Ike Amos
25 August 2017, Sweetcrude, Lagos — The Nigerian Government, Thursday, said it is considering setting a deadline for local fabrication of Floating, Production, Storage, Offloading, FPSO, vessels in Nigeria.
This was disclosed by the Minister of State for Petroleum Resources, Mr. Ibe Kachikwu, in Abuja, at the signing of the Memorandum of Understanding (MoU) on the implementation of the $200 million Nigerian Content Intervention Fund, NCIF, between the Bank of Industry, BoI, and the Nigerian Content Development Monitoring Board, NCDMB.
Kachikwu noted that Nigeria would soon set a benchmark and deadline for vessels operating in the country, ensuring that a certain percentage of vessels operating in Nigeria are fabricated in Nigeria.
He said, “Specifically, in areas dealing with vessel fabrication and offshore platforms, such as FPSO, we must set a benchmark for when we can exit. No country in the world has been able to achieve this by just sitting around and giving contracts. We must be able to see that in 10 years time all FPSO in Nigeria would be localized. We must begin to drive that.”
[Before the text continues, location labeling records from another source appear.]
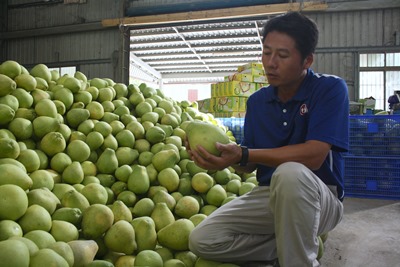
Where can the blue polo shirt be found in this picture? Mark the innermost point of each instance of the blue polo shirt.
(318, 111)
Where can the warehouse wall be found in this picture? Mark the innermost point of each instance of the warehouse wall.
(59, 34)
(345, 34)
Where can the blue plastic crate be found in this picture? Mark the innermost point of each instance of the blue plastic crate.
(372, 177)
(374, 135)
(235, 125)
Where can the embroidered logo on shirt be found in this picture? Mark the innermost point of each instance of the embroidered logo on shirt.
(303, 109)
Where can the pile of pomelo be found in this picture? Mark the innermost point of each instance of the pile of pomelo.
(95, 173)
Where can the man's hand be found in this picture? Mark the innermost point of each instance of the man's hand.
(230, 155)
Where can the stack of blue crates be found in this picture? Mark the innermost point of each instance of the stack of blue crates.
(236, 127)
(372, 165)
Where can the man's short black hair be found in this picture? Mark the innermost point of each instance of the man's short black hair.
(302, 29)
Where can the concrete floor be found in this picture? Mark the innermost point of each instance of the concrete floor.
(368, 236)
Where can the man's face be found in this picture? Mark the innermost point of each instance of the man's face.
(282, 61)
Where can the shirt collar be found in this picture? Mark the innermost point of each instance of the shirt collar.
(301, 94)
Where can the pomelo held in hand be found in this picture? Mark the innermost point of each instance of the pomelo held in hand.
(206, 135)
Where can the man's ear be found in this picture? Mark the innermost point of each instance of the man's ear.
(308, 61)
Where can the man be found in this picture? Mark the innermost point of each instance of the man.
(295, 132)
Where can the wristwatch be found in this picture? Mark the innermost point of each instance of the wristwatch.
(245, 156)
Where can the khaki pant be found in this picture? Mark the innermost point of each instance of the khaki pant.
(280, 221)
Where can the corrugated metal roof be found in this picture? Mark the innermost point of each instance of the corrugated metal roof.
(200, 51)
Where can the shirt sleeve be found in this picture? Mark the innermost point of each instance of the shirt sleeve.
(329, 120)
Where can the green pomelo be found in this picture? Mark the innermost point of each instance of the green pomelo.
(138, 181)
(80, 76)
(32, 247)
(13, 202)
(120, 237)
(95, 193)
(166, 105)
(14, 253)
(176, 235)
(35, 218)
(121, 211)
(74, 199)
(103, 127)
(162, 216)
(9, 148)
(186, 207)
(71, 215)
(26, 82)
(94, 140)
(73, 84)
(117, 126)
(42, 125)
(164, 197)
(78, 150)
(202, 182)
(46, 107)
(30, 159)
(9, 228)
(14, 175)
(148, 258)
(21, 128)
(144, 207)
(73, 173)
(47, 257)
(107, 162)
(96, 220)
(146, 235)
(96, 110)
(64, 250)
(137, 129)
(126, 155)
(125, 138)
(6, 114)
(187, 257)
(41, 84)
(25, 99)
(65, 96)
(169, 178)
(98, 83)
(76, 116)
(42, 239)
(106, 94)
(84, 251)
(136, 98)
(7, 85)
(86, 126)
(10, 68)
(216, 195)
(42, 71)
(60, 161)
(64, 231)
(205, 134)
(52, 143)
(165, 159)
(43, 197)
Kachikwu added that over the years, Nigerian companies found it difficult competing with their counterparts from jurisdictions where funding is accessible by five percent or less as compared to Nigeria, where bank lending rates hover around 20 per cent.
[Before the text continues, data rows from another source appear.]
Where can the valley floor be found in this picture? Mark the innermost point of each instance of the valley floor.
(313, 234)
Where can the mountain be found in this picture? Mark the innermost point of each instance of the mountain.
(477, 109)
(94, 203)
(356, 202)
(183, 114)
He argued that some Nigerian banks are still unable to provide long-term financing required by the local supply chain to build needed capacity.
He also stated that most of the banks in the country lack sufficient knowledge of the oil and gas sector.
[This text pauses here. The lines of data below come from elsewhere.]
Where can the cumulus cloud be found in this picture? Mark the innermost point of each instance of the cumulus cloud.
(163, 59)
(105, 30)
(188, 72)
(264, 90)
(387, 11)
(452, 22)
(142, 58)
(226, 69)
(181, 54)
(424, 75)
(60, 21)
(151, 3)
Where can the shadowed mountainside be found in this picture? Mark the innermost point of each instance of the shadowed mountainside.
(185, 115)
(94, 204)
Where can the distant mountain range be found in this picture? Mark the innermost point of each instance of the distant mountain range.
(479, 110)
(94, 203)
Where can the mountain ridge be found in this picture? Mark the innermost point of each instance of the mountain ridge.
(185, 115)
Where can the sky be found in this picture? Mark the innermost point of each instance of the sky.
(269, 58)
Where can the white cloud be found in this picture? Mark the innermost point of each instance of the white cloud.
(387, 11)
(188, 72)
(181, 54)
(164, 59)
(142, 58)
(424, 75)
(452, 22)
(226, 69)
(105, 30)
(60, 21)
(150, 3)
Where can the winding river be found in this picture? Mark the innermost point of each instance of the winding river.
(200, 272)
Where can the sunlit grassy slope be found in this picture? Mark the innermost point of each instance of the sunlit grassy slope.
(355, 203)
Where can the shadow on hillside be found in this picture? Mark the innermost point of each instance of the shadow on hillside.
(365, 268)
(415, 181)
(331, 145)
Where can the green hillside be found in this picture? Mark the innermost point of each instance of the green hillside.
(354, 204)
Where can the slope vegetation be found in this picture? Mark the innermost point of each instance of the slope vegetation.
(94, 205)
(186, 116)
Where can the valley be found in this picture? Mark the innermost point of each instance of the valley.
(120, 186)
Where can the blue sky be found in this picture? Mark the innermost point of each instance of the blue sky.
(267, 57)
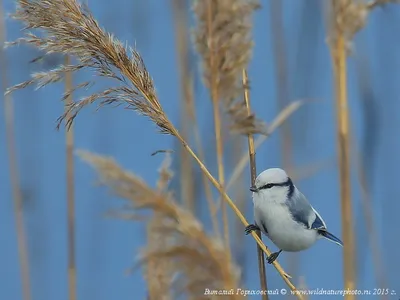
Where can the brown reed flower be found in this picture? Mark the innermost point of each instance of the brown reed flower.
(178, 243)
(223, 39)
(71, 29)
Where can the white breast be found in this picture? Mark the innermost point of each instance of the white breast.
(283, 231)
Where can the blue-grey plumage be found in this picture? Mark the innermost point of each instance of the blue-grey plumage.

He said, “It is a known fact that the exorbitant cost of funds in our market is partly responsible for the high cost of service delivery by Nigerian Oil and Gas Service Providers (NOSPs) and this feeds into the unacceptable high cost of crude oil production.
He added that the Federal Government would further enter into talks with the NCDMB, BoI, oil companies and multinational agencies on how to increase the fund from its initial outlay of $200 million to $1 billion.